The Voice is a dangerous shambles which is already dividing Australians – that’s the lesson this week.
Here’s what happened:
The referendum working group still can’t agree on the wording of the constitutional amendment – so they’re already divided (and they support the Voice).
Meanwhile, an article today shows the efforts to change the wording to make the Voice’s role more defined actually makes the model worse.
And that’s because the problem isn’t the model.
The problem isn’t the wording.
The problem is the Voice itself is a dangerous and divisive idea.
It’s enshrining division and separation in the constitution and you can’t fix that.
Chris Merritt did a great job demolishing the proposed wording in The Australian today. Merritt, vice-president of the Rule of Law Institute, comprehensively demonstrates just how dangerous the Voice is: because of the near-certainty it will undermine our system of government and end up embroiled in the courts.
The confusion, the lack of community-wide consultation and the slow leaking of information from private meetings is undermining all that could be good about the Voice.
Remember, you’re being asked to change the constitution – a big deal – and the people asking you don’t even know what they want to change yet. That’s what makes the confusion, lack of consultation, and leaking of information so dangerous.
Merritt then continues by explaining clearly the judicial dangers of the Voice:
The very real complication of setting up the voice to second guess decisions made by the federal executive – ministers and public servants – has serious consequences for governance and the law itself
This is the key thing: the Voice, whatever its proponents say, simply has to undermine governance and the law. That’s by design. And the fact is, the Voice advocates don’t even know how it will undermine it. That’s what makes it so dangerous.
Even worse, Merritt notes:
The latest change could even trigger debate about whether the government wants to use the coming referendum to erode the separation of powers in order to head off the risk of litigation that is inherent in its model for an Indigenous Voice.
Read that again: “erode the separation of powers” because there’s a “risk of litigation that is inherent in its model”. Daming stuff.
Merritt is firm about what this means:
All this would inevitably embroil the court in political disputes about the powers of the voice, the parliament and the High Court. This cannot be allowed to happen.
That’s right. We cannot allow a poorly thought through, divisive Voice into our constitution where it will put at risk our system of government.
Meanwhile, The Australian also published Shireen Morris, director of the Radical Centre Reform Lab at Macquarie University who is concerned the voice doesn’t need to be watered down at all.

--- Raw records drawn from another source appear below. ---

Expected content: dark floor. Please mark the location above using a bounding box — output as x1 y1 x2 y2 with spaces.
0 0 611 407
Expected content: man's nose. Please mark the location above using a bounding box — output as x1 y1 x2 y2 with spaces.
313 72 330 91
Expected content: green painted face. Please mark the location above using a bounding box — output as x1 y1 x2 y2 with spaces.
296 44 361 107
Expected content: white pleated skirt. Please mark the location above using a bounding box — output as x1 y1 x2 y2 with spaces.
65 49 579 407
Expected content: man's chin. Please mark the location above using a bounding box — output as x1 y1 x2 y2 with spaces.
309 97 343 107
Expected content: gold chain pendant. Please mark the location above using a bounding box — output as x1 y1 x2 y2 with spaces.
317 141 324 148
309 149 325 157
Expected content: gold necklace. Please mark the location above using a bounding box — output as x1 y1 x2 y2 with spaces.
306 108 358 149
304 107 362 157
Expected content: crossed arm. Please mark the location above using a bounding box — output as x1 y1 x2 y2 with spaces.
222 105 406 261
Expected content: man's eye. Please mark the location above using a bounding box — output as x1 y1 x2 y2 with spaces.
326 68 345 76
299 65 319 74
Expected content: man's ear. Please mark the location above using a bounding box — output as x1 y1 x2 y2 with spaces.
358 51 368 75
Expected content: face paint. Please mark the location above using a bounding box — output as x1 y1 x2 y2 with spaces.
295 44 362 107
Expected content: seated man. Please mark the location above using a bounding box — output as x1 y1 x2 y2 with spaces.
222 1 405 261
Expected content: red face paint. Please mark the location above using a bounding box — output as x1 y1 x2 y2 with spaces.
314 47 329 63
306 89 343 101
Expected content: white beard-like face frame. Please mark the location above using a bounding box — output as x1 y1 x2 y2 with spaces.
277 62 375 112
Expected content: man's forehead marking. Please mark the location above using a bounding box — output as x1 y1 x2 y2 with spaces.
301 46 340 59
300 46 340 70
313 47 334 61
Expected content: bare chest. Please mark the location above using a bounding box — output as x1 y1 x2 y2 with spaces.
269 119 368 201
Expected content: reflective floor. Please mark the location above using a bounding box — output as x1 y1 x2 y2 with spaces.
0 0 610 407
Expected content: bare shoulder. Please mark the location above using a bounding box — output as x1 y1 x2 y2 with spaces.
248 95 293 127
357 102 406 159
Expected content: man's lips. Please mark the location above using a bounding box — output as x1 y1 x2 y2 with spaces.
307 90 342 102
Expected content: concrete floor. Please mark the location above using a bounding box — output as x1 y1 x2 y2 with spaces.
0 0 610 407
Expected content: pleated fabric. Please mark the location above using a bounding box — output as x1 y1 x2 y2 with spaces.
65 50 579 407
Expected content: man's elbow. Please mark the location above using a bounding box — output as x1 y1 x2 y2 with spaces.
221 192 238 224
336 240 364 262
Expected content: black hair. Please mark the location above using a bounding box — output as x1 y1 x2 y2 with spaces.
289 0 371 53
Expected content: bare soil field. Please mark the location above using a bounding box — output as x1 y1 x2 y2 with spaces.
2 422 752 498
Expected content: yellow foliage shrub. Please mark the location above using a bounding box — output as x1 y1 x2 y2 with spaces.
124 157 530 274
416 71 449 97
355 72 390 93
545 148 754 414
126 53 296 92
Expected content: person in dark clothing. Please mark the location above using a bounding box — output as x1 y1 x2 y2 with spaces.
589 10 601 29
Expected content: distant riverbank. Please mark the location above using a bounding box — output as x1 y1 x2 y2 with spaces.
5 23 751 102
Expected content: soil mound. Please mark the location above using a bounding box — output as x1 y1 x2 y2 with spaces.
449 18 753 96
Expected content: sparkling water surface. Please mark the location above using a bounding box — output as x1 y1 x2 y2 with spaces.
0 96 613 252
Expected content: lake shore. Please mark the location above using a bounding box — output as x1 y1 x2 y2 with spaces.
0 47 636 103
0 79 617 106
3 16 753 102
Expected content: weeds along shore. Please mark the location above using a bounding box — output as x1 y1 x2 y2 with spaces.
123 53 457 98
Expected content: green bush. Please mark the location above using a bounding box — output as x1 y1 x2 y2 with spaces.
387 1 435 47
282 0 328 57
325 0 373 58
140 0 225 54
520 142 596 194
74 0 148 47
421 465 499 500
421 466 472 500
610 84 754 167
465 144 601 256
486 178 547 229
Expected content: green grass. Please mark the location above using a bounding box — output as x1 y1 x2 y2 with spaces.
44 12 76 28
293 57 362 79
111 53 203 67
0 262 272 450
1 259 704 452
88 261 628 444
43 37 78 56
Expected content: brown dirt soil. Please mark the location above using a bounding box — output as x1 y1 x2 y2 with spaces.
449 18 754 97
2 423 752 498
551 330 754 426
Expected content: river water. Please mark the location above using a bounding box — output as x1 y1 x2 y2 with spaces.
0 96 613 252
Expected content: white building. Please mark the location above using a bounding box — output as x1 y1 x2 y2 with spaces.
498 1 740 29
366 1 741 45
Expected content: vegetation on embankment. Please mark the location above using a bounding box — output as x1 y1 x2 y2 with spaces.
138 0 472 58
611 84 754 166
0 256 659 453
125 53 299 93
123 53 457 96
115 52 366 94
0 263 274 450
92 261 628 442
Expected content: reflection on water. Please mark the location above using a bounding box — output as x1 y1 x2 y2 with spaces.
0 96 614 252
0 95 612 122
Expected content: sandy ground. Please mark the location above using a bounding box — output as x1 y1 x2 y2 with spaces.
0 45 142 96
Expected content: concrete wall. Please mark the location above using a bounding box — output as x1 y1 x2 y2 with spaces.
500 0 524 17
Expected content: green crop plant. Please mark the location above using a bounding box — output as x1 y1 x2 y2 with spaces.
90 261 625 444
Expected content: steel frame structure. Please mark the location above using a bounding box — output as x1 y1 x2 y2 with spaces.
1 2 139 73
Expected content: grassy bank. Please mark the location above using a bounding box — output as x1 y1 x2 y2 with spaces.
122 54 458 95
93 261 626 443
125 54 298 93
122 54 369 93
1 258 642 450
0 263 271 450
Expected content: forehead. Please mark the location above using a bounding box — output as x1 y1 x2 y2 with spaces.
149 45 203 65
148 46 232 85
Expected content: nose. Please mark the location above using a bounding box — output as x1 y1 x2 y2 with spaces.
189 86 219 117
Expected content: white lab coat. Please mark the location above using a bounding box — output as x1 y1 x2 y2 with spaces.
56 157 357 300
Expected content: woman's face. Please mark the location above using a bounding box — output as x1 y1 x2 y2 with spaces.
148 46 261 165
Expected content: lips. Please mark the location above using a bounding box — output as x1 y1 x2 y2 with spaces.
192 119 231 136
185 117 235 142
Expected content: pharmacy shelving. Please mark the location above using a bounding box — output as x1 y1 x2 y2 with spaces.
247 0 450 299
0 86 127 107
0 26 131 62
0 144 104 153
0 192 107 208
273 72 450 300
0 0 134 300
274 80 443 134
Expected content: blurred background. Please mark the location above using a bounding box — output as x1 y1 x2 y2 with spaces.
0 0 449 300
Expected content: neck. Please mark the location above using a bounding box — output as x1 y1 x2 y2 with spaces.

I thought this was meant to be unifying.
Instead, you’ve got the Attorney-General trying to water down the voice with language that actually makes it more likely to be caught up in the courts, you’ve got another Voice activist saying it’s actually already too watered down, and the referendum council can’t decide on the final wording.
And you’re meant to agree to change the Constitution based on this?
Merritt closes with the key point:
The Garma model is not modest. It would empower the Voice to provide advice to the executive as well as to parliament.
It’s not modest. It’s dangerous. It’s already divisive and will become even more so.
The only sensible response is to say ‘no’.